Наскочили на отмель. Подвязав полы длинной своей одежки, я выбрался из лодки и долго толкал ее. Потом влез обратно. Обогнули маленький остров, и тут я увидел на специальном столбушке железный щит с надписью: «Воспроизводственный участок. Охота запрещена». Получалось, что этот мелководный залив с камышом и прочей травянистой растительностью был местом утиных гнездовий и никто здесь не охотился, а мы бултыхались на виду у всего села и почем зря бабахали в небо.

Художники так увлеклись пальбой, что ничего не заметили. Тут, к счастью, погода переменилась: поднялся ветер, начал накрапывать дождь, и мы заспешили к берегу. Я понял, что человек на кораблике охраняет этот участок и что он был совершенно потрясен невиданными нарядами и от растерянности не смог даже остановить нас. А жители села, ошарашенные престранной картиной, смотрели в окна и, кажется, не решались выходить на порог.

Но теперь-то мы нарушители закона, и старик — самый главный, поскольку именно он стрелял… Хорошо еще, что ничего не добыли. Охранник природы наверняка уже вызвал милицию, и у кораблика нас могла ожидать невеселая встреча… Вот уж порадуем архиерея! И нечего винить тюменских братьев: они, думается, были вполне искренни — сами только приехали и про здешние края мало что знали: «уток — тьма». Между тем дело неожиданно принимало арестантский оборот — оставалось только молиться…
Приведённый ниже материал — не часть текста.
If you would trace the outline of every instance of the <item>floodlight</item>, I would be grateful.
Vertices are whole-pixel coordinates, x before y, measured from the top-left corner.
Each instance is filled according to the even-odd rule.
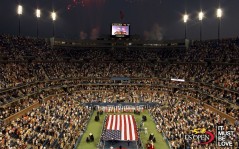
[[[37,18],[41,17],[41,10],[40,9],[36,9],[36,17]]]
[[[23,12],[22,5],[18,5],[18,7],[17,7],[17,14],[18,15],[22,15],[22,12]]]
[[[198,19],[199,19],[199,21],[202,21],[203,20],[203,17],[204,17],[204,13],[201,11],[201,12],[199,12],[199,14],[198,14]]]
[[[52,21],[56,20],[56,13],[54,11],[51,13],[51,18],[52,18]]]
[[[218,8],[218,9],[217,9],[217,17],[218,17],[218,18],[221,18],[221,17],[222,17],[222,9],[221,9],[221,8]]]
[[[188,21],[188,15],[185,14],[185,15],[183,16],[183,22],[184,22],[184,23],[187,23],[187,21]]]

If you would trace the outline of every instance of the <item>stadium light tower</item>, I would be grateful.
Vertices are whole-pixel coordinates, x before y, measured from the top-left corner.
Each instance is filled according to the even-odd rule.
[[[218,35],[218,40],[220,40],[221,18],[222,18],[222,9],[221,9],[220,7],[217,9],[217,18],[218,18],[218,30],[217,30],[217,35]]]
[[[17,6],[17,14],[18,14],[18,35],[21,35],[21,15],[23,13],[23,7],[22,5]]]
[[[52,27],[52,36],[55,37],[55,21],[56,21],[56,12],[52,12],[51,13],[51,18],[52,18],[52,24],[53,24],[53,27]]]
[[[41,17],[41,10],[40,9],[36,9],[36,17],[37,17],[37,38],[38,38],[38,21]]]
[[[184,38],[187,39],[187,22],[188,22],[188,14],[184,14],[183,15],[183,22],[185,24],[185,28],[184,28]]]
[[[204,13],[201,11],[198,13],[198,19],[200,21],[200,41],[202,41],[202,20],[204,18]]]

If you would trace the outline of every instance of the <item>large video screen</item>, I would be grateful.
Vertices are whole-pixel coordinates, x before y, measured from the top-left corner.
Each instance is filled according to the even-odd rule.
[[[129,24],[126,23],[112,23],[111,35],[115,37],[129,36]]]

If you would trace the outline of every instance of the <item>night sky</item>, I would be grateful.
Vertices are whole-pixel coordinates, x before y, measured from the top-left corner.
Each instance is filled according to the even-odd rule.
[[[0,1],[0,33],[18,34],[18,0]],[[206,13],[203,20],[203,39],[217,38],[216,9],[218,0],[21,0],[21,33],[36,36],[35,9],[41,9],[39,36],[52,35],[50,12],[57,12],[56,37],[66,39],[95,39],[110,34],[111,23],[131,25],[131,34],[144,39],[183,39],[185,10],[190,15],[188,37],[199,39],[198,12]],[[223,9],[221,36],[239,34],[239,0],[220,0]],[[120,11],[124,14],[120,18]]]

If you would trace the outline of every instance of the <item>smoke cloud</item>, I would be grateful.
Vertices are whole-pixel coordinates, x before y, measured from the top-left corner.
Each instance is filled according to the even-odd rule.
[[[159,24],[155,23],[149,31],[144,31],[144,37],[146,40],[162,40],[162,28],[159,26]]]
[[[96,39],[99,37],[99,27],[92,28],[90,39]]]

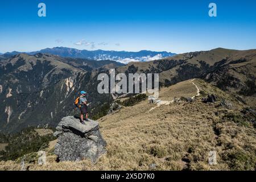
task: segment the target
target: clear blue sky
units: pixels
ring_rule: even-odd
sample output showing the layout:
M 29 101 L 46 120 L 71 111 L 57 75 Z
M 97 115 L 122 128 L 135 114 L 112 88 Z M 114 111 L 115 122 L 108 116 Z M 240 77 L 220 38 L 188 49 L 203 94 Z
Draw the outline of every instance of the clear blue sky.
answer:
M 46 5 L 47 16 L 38 16 Z M 208 15 L 215 2 L 217 16 Z M 256 48 L 256 1 L 1 1 L 0 52 Z M 81 44 L 81 45 L 80 45 Z

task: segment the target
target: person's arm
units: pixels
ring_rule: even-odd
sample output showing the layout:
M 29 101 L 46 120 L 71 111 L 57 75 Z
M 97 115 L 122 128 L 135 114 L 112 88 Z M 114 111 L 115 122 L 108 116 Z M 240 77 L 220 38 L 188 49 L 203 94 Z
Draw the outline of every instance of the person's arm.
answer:
M 86 99 L 85 98 L 84 98 L 84 102 L 82 102 L 82 103 L 84 105 L 86 105 L 87 104 L 87 100 L 86 100 Z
У кораблика нас никто не встретил.

Дождь продолжался, и когда мы пришли в деревню, белые брюки художника до колен были вымазаны в грязи. А вот супруга его, у которой в одной руке был зонт, в другой — подол, сумела сохранить длинное платье сухим и чистым.

Ночью дождь превратился в ливень, и шофер, примчавшийся рано утром, заставил нас быстро собраться: мы успели доехать до грейдера, пока проселок не развезло.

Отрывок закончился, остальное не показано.